59 Prozent der deutschen Autofahrer geben an, dass sich keine politische Partei für ihre Belange einsetzt. Noch zu knapp 20 Prozent nehmen Deutschlands Autofahrer die CDU/CSU als Partei wahr, die Ihre Interessen vertritt, nur 8 Prozent fühlen sich durch die SPD vertreten. „Offensichtlich hat keine politische Partei den Mut, sich offen zu Deutschlands Autofahrern zu bekennen“, so Weßner.
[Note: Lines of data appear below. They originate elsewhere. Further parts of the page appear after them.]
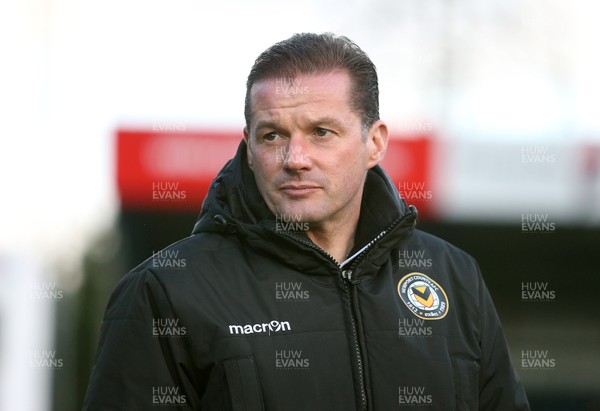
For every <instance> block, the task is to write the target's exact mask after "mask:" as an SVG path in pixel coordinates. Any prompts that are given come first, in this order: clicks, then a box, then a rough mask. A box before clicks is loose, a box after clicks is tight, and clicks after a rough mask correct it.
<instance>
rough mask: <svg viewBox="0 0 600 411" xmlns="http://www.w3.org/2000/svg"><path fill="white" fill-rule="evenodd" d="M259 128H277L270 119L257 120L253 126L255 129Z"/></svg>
mask: <svg viewBox="0 0 600 411" xmlns="http://www.w3.org/2000/svg"><path fill="white" fill-rule="evenodd" d="M261 128H273V129H276V128H277V124H276V123H275V122H274V121H271V120H261V121H258V122H257V123H256V126H255V127H254V129H255V130H258V129H261Z"/></svg>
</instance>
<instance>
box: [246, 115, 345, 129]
mask: <svg viewBox="0 0 600 411" xmlns="http://www.w3.org/2000/svg"><path fill="white" fill-rule="evenodd" d="M305 123H306V124H307V125H310V126H318V125H324V126H328V125H332V126H336V127H342V126H343V123H342V122H341V121H339V120H338V119H337V118H335V117H330V116H325V117H318V118H315V119H308V120H306V122H305ZM261 128H272V129H277V128H279V125H278V124H277V122H275V121H271V120H261V121H258V122H257V123H256V126H255V129H256V130H259V129H261Z"/></svg>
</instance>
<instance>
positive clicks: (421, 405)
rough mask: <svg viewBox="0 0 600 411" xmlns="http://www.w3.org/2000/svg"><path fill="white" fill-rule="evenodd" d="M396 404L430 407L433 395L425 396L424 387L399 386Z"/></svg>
mask: <svg viewBox="0 0 600 411" xmlns="http://www.w3.org/2000/svg"><path fill="white" fill-rule="evenodd" d="M398 403H399V404H401V405H412V406H423V405H431V404H432V403H433V395H431V394H427V391H426V390H425V386H414V385H405V386H400V387H398Z"/></svg>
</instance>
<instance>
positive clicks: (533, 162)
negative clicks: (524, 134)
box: [521, 145, 556, 164]
mask: <svg viewBox="0 0 600 411" xmlns="http://www.w3.org/2000/svg"><path fill="white" fill-rule="evenodd" d="M521 162H522V163H524V164H554V163H556V155H555V154H554V153H552V152H550V150H549V148H548V146H541V145H532V146H523V147H521Z"/></svg>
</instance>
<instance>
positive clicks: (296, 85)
mask: <svg viewBox="0 0 600 411" xmlns="http://www.w3.org/2000/svg"><path fill="white" fill-rule="evenodd" d="M308 93H309V89H308V86H303V85H302V79H301V78H291V77H290V78H286V77H279V78H276V79H275V94H308Z"/></svg>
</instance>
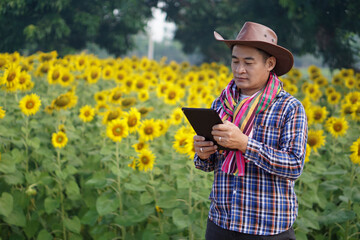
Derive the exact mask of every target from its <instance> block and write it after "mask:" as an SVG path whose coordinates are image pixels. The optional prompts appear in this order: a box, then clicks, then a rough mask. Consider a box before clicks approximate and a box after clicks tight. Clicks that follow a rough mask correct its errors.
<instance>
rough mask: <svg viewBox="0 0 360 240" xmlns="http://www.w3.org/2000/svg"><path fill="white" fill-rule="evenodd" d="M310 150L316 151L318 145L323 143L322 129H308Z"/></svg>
mask: <svg viewBox="0 0 360 240" xmlns="http://www.w3.org/2000/svg"><path fill="white" fill-rule="evenodd" d="M307 143H308V144H309V146H310V147H311V149H312V150H314V151H315V152H317V149H318V148H319V147H322V146H324V145H325V136H324V131H323V130H312V129H311V130H309V134H308V142H307Z"/></svg>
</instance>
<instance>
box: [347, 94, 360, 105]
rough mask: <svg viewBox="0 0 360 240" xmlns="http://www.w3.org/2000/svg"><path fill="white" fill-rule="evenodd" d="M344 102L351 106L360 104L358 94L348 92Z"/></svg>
mask: <svg viewBox="0 0 360 240" xmlns="http://www.w3.org/2000/svg"><path fill="white" fill-rule="evenodd" d="M345 101H346V102H348V103H351V104H356V103H358V102H360V92H350V93H348V94H347V95H346V96H345Z"/></svg>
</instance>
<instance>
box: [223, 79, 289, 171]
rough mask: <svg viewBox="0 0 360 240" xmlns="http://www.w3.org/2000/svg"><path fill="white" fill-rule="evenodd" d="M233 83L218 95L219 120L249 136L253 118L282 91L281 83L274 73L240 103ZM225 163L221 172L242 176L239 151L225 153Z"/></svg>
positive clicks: (243, 160) (253, 122) (241, 158)
mask: <svg viewBox="0 0 360 240" xmlns="http://www.w3.org/2000/svg"><path fill="white" fill-rule="evenodd" d="M234 84H235V81H234V80H231V81H230V83H229V84H228V85H227V86H226V88H225V89H224V90H223V91H222V93H221V95H220V101H221V108H220V112H219V115H220V118H221V119H222V120H223V121H224V120H228V121H230V122H232V123H234V124H235V125H236V126H238V127H239V128H240V130H241V131H242V132H243V133H244V134H246V135H247V136H249V134H250V133H251V131H252V128H253V125H254V119H255V116H256V115H257V114H258V113H260V112H262V111H264V110H265V109H267V108H268V107H269V106H270V104H271V103H272V102H273V101H274V99H275V97H276V96H277V95H278V94H279V92H280V91H281V89H282V86H281V82H280V80H279V78H278V77H277V76H276V74H275V73H271V74H270V77H269V80H268V82H267V84H266V86H265V88H264V89H262V90H260V91H258V92H257V93H255V94H254V95H252V96H250V97H247V98H245V99H243V100H242V101H240V102H237V101H236V100H235V91H234V90H232V89H236V88H234ZM224 155H225V161H224V163H223V165H222V167H221V170H222V171H224V172H226V173H228V174H234V175H235V176H244V174H245V158H244V156H243V153H242V152H241V151H225V152H224Z"/></svg>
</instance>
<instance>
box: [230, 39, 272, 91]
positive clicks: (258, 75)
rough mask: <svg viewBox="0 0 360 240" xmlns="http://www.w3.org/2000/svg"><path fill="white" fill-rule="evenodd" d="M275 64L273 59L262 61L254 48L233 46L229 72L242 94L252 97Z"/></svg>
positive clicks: (236, 45)
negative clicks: (230, 71) (233, 46)
mask: <svg viewBox="0 0 360 240" xmlns="http://www.w3.org/2000/svg"><path fill="white" fill-rule="evenodd" d="M275 64H276V59H275V57H269V58H268V59H267V60H266V61H264V57H263V55H262V54H261V53H260V52H259V51H258V50H257V49H256V48H253V47H248V46H243V45H235V46H234V48H233V51H232V61H231V70H232V72H233V75H234V80H235V83H236V86H237V87H238V88H239V89H241V93H242V94H245V95H252V94H254V93H256V92H257V91H259V90H261V89H262V88H263V87H264V86H265V85H266V82H267V80H268V78H269V73H270V71H271V70H272V69H273V68H274V67H275Z"/></svg>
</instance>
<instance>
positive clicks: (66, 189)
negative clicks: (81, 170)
mask: <svg viewBox="0 0 360 240" xmlns="http://www.w3.org/2000/svg"><path fill="white" fill-rule="evenodd" d="M65 189H66V194H67V196H68V198H69V199H71V200H77V199H79V198H81V195H80V188H79V186H78V185H77V183H76V182H75V181H74V180H70V181H68V182H67V183H66V185H65Z"/></svg>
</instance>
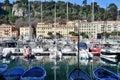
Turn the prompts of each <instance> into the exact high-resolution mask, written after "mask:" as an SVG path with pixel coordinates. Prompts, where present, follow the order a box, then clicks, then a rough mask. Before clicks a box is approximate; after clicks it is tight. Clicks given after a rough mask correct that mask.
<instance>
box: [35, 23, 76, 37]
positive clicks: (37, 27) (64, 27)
mask: <svg viewBox="0 0 120 80" xmlns="http://www.w3.org/2000/svg"><path fill="white" fill-rule="evenodd" d="M74 27H75V26H74V24H73V22H68V23H67V25H66V24H60V23H54V24H50V23H38V24H37V27H36V37H37V38H38V37H39V36H41V35H42V36H48V32H52V33H53V34H54V35H55V34H56V33H60V34H62V35H63V36H67V35H68V36H69V32H74Z"/></svg>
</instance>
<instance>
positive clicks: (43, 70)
mask: <svg viewBox="0 0 120 80" xmlns="http://www.w3.org/2000/svg"><path fill="white" fill-rule="evenodd" d="M45 76H46V71H45V70H44V68H41V67H38V66H35V67H32V68H30V69H28V70H27V71H25V72H24V73H23V74H22V76H21V77H20V80H44V78H45Z"/></svg>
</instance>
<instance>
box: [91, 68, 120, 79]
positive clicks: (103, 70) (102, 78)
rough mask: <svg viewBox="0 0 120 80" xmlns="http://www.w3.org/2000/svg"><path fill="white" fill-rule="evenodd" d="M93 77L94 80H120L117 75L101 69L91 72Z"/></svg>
mask: <svg viewBox="0 0 120 80" xmlns="http://www.w3.org/2000/svg"><path fill="white" fill-rule="evenodd" d="M93 75H94V79H95V80H120V77H119V76H118V75H117V74H115V73H113V72H112V71H110V70H107V69H105V68H102V67H100V68H97V69H96V70H95V71H94V72H93Z"/></svg>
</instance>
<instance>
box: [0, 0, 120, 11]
mask: <svg viewBox="0 0 120 80" xmlns="http://www.w3.org/2000/svg"><path fill="white" fill-rule="evenodd" d="M9 1H10V2H11V3H12V2H15V1H16V0H9ZM30 1H35V0H30ZM36 1H41V0H36ZM42 1H45V0H42ZM46 1H49V0H46ZM54 1H58V0H54ZM59 1H60V0H59ZM61 1H68V2H71V3H76V4H79V5H81V4H82V1H83V0H61ZM92 1H94V2H97V4H98V5H99V6H100V7H103V8H106V7H107V6H108V5H109V4H110V3H114V4H116V5H117V7H118V8H119V10H120V0H87V4H91V2H92ZM0 2H4V0H0Z"/></svg>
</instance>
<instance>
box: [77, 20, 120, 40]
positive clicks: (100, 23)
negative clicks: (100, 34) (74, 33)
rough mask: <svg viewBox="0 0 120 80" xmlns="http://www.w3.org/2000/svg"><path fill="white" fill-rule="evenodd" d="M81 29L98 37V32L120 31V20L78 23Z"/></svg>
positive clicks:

Zu den Top-Themen, die Autofahrer interessieren, zählen lt. Studie die Senkung der Mineralölsteuer (62 Prozent), der Ausbau des deutschen Straßennetzes (45 Prozent) und die Senkung der Kfz-Steuer (44 Prozent).
Angesichts dieser Zahlen und der bevorstehenden Nationalratswahl am 29. September wären auch Österreichs Parteien gut beraten, die Anliegen österreichischer Autofahrer ernst zu nehmen.